Nozick’s entitlement theory of Justice - Summary
The philosopher Robert Nozick presents a libertarian statement of the theory of justice that he calls the entitlement theory in the book Anarchy, State and Utopia (1974). Nozick's principles of justice are historical principles that take into account the process by which a distribution came about rather than the nonhistorical or end-state principles (such as those in utilitarianism and Rawls’s theory) that evaluate a distribution with regard to certain structural features at a given time. In addition, Nozick's principles of justice are not patterned, inasmuch as patterned principles evaluate a distribution according to the presence or absence of that feature.
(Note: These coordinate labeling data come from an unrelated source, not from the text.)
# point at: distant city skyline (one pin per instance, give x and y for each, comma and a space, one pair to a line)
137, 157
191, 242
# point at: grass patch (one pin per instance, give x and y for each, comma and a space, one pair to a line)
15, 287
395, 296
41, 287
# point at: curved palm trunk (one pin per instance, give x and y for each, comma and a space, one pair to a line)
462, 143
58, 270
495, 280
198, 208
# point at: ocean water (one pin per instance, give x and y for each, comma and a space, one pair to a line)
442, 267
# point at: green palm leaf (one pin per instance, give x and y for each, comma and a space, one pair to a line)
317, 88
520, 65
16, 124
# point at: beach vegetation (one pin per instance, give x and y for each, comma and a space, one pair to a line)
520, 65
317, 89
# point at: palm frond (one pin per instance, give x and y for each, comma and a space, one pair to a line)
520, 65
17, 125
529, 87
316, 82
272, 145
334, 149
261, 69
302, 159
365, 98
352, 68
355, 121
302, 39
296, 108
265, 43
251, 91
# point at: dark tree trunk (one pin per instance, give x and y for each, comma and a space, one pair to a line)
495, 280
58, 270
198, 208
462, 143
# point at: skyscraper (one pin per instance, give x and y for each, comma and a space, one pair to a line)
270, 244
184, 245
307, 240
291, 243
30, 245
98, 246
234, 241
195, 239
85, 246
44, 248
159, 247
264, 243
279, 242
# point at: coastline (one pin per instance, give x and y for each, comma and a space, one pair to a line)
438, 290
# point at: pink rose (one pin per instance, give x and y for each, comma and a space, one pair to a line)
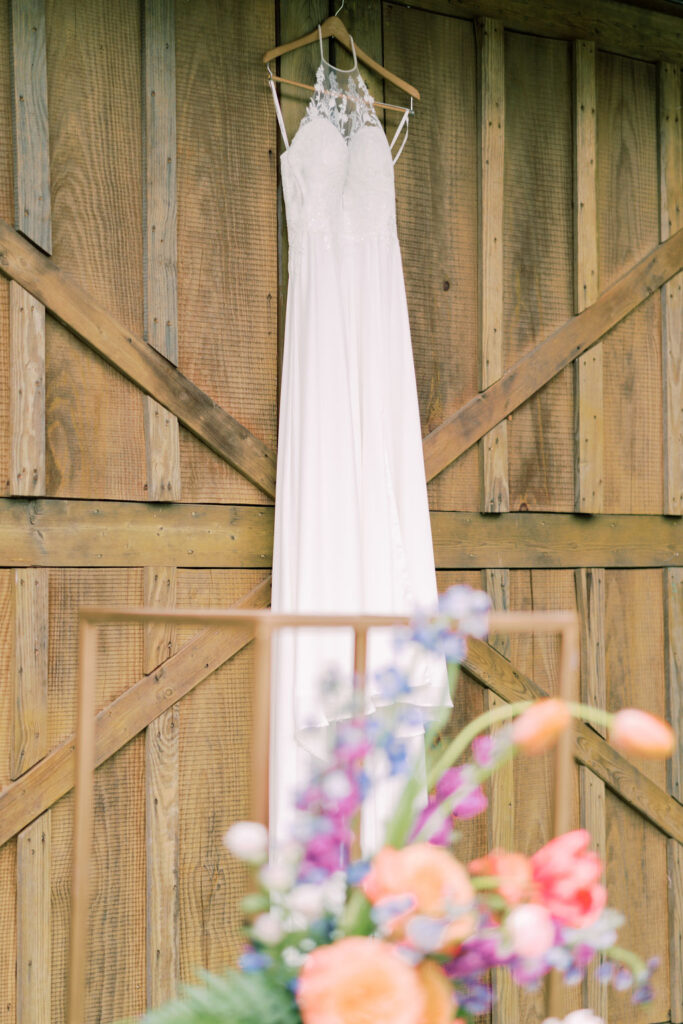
357, 980
566, 875
434, 882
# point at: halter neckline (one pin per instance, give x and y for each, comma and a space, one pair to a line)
343, 71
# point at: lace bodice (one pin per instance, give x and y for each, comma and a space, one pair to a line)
337, 173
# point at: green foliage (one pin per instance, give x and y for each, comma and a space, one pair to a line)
236, 997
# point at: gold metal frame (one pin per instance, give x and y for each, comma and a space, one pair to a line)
264, 624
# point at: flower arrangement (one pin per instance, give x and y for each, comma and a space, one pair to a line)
410, 936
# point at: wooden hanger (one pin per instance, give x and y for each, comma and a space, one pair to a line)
334, 28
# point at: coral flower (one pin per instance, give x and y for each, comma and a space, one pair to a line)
539, 728
436, 884
567, 873
439, 996
359, 981
638, 732
512, 869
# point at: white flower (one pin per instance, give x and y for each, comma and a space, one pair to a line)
577, 1017
248, 841
306, 900
267, 928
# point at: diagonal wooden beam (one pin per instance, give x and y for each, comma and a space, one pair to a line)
117, 724
71, 304
495, 672
535, 370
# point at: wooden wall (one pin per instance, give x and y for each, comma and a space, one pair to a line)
139, 156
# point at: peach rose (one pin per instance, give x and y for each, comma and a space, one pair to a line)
638, 732
567, 873
514, 871
439, 996
359, 981
432, 879
539, 728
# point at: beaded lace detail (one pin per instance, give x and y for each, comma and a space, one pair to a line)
347, 109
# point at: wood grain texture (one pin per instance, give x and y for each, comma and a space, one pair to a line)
628, 227
161, 790
436, 210
134, 534
540, 366
589, 440
160, 257
494, 446
118, 723
590, 585
673, 602
633, 786
675, 878
30, 741
95, 444
636, 672
501, 812
539, 243
27, 392
592, 801
32, 163
34, 967
615, 27
135, 359
6, 213
671, 219
215, 771
227, 232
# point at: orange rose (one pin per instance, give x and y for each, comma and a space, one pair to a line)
513, 870
358, 981
436, 884
539, 728
439, 997
638, 732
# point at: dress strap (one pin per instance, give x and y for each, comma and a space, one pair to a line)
279, 113
402, 123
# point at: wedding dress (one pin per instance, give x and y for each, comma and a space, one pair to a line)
352, 531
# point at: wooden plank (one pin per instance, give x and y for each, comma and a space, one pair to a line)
671, 206
134, 358
160, 239
588, 368
539, 271
161, 756
27, 392
436, 218
30, 740
614, 27
33, 923
57, 532
590, 586
32, 158
22, 802
227, 233
591, 607
494, 446
491, 669
541, 365
501, 816
675, 873
673, 597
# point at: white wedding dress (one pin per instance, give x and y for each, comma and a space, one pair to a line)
352, 531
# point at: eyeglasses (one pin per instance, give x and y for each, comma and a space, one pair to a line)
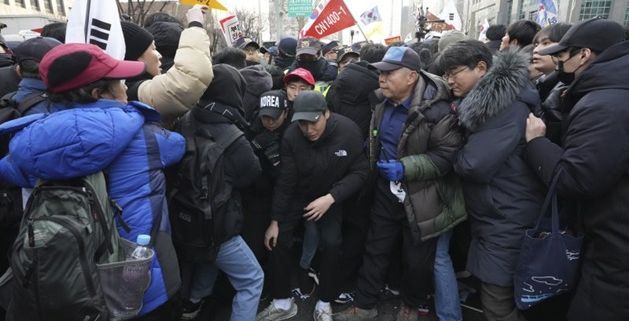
571, 53
450, 74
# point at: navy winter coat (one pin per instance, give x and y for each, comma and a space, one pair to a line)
503, 195
594, 156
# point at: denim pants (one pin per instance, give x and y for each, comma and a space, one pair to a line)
237, 261
310, 244
447, 303
330, 238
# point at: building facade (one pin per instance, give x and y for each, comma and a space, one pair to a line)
571, 11
21, 15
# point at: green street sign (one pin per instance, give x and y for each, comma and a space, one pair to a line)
299, 8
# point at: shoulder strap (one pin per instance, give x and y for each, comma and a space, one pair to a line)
30, 101
226, 139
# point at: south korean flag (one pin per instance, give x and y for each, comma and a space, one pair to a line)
96, 22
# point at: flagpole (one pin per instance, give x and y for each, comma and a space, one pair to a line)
362, 31
87, 20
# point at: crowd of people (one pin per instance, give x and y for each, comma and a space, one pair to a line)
349, 171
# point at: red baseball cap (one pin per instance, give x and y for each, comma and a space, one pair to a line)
74, 65
301, 74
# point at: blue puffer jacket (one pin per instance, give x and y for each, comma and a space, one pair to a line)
127, 142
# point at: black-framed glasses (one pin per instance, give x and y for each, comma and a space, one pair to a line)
571, 53
453, 73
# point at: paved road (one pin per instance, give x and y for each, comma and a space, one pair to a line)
387, 310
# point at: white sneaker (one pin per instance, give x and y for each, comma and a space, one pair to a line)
322, 314
271, 313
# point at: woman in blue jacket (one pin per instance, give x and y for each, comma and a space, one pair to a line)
101, 131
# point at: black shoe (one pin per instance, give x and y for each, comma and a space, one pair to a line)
190, 310
344, 298
308, 281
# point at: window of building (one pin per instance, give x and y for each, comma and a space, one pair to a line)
48, 5
61, 10
591, 9
35, 5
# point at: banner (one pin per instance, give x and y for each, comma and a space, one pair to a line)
98, 23
231, 29
370, 16
391, 40
299, 8
546, 13
483, 31
333, 18
318, 8
209, 3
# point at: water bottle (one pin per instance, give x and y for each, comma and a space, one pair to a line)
136, 277
142, 251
Nozick contends that any particular pattern of distribution can be maintained only by continuously interfering in people’s lives and hence violating the right to liberty. This is the point of the argument about Wilt Chamberlain.
The entitlement theory states that "a distribution is just if everyone is entitled to the holdings they possess." An expression of the non-patterned entitlement theory in patterned form is, “From each as they choose, to each as they are chosen.” People are entitled to their holdings if the holdings were obtained by one of the following three principles:
1. The principle of just transfer.
2. The principle of just original acquisition.
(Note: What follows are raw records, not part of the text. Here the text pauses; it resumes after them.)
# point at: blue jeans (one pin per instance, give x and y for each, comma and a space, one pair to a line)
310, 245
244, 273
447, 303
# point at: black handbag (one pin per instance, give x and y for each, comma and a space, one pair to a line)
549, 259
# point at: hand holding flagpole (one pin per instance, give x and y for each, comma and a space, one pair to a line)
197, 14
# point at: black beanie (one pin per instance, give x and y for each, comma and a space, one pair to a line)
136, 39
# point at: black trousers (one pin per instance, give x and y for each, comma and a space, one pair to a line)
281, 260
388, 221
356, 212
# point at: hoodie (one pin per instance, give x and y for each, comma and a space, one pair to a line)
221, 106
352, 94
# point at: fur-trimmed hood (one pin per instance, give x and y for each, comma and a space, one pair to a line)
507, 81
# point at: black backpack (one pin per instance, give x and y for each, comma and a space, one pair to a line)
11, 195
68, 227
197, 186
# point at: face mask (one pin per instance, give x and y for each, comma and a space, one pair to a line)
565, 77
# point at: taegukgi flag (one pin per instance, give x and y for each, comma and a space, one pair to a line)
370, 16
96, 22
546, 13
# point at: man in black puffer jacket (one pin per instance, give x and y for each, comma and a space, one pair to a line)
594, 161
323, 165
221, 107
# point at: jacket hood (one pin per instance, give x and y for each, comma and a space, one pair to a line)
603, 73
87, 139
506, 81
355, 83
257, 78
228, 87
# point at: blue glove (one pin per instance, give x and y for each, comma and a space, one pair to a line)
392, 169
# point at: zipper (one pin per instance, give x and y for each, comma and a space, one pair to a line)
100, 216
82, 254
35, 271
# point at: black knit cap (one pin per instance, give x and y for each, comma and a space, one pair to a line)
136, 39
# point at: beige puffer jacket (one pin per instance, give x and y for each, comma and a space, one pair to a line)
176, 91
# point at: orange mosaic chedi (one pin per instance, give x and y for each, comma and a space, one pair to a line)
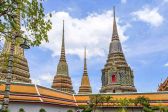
85, 87
62, 80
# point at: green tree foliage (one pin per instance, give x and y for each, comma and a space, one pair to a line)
42, 110
32, 20
21, 110
123, 103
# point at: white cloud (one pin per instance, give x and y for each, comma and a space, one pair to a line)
166, 65
47, 78
123, 1
150, 16
93, 31
44, 78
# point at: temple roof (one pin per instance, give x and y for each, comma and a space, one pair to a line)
24, 92
163, 86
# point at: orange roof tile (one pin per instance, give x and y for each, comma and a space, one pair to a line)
53, 93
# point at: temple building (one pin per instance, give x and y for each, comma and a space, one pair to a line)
20, 69
85, 87
62, 80
117, 75
163, 86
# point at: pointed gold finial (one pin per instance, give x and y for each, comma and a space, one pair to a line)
63, 46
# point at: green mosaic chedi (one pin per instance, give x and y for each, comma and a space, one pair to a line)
62, 80
20, 71
117, 75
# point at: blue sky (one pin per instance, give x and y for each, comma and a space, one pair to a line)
142, 26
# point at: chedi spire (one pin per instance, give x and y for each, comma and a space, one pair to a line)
85, 87
117, 75
62, 80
3. The principle of rectification.
The original acquisition of a holding is just as long as it does not violate anyone else’s rights. (Note the discussion in the text of the Lockean Proviso.) Transfers are just as long as they result from purely voluntary exchanges, provided that all preceding transfers were just reaching back to a just original acquisition. However, a principle of rectification is necessary to correct injustices in transfers and original acquisitions.
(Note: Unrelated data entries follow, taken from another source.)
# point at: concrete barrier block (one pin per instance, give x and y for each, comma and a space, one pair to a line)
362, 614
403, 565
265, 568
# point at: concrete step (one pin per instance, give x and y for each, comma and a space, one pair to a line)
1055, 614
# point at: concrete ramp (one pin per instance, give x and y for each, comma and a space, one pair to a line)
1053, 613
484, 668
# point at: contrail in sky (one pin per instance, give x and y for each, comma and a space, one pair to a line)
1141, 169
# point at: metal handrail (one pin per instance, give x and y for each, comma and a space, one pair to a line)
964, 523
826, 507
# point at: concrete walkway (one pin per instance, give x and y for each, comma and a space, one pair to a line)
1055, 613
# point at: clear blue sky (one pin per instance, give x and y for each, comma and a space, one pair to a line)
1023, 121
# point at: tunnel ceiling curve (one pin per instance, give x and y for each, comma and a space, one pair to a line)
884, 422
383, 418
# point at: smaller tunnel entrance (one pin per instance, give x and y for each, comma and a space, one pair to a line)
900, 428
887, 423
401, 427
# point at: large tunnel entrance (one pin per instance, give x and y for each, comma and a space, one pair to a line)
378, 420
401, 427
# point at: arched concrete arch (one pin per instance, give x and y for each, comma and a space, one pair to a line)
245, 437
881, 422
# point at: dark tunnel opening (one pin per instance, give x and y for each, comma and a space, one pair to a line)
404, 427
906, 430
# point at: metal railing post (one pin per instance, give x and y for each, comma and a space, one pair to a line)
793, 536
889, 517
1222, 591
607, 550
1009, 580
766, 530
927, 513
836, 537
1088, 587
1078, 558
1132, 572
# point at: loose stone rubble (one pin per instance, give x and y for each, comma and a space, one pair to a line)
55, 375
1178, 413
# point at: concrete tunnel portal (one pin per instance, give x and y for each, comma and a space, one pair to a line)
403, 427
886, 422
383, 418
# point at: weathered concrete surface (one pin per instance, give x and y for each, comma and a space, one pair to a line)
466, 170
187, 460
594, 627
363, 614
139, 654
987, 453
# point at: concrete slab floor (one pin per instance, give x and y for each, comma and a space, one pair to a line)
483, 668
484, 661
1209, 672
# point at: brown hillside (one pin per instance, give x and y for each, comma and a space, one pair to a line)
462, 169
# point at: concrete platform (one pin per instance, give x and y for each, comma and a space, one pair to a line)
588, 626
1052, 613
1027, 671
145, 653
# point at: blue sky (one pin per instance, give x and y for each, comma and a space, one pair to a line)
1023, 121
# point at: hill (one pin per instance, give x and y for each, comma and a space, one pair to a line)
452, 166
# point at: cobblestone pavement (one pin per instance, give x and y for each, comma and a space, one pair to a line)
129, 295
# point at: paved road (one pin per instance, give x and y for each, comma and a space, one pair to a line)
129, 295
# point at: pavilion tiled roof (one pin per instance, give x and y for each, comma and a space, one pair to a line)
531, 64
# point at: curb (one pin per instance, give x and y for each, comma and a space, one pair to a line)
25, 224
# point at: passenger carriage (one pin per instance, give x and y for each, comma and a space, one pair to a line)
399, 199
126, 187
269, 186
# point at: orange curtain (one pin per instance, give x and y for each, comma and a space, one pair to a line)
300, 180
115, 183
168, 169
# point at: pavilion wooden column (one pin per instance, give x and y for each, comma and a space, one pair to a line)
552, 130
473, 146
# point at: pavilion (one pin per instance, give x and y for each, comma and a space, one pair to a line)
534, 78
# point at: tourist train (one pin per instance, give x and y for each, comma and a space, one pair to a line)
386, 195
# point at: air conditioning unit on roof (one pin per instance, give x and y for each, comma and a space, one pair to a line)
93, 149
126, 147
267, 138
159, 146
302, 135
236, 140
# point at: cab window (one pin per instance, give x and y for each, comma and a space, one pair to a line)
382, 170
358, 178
Justice and free markets according to Nozick
The market system is just because it protects individual rights better than any other economic system. The point of justice, for Nozick, is to protect rights, not to promote human well-being or to achieve equality, and a largely unregulated free market system, with only the absolute minimum of government intervention, protects rights best. However, Nozick fails to support his major assumption that liberty, understood as the unhindered exercise of property rights, is a paramount value. In addition, not all restrictions of liberty are due to interference by the state; individuals are sometimes restricted by the choices of others. The conditions for just original acquisitions and just transfers are often absent, and most distributions have been affected at some point in time by forced takings which have never been rectified in accord with the principle of rectification.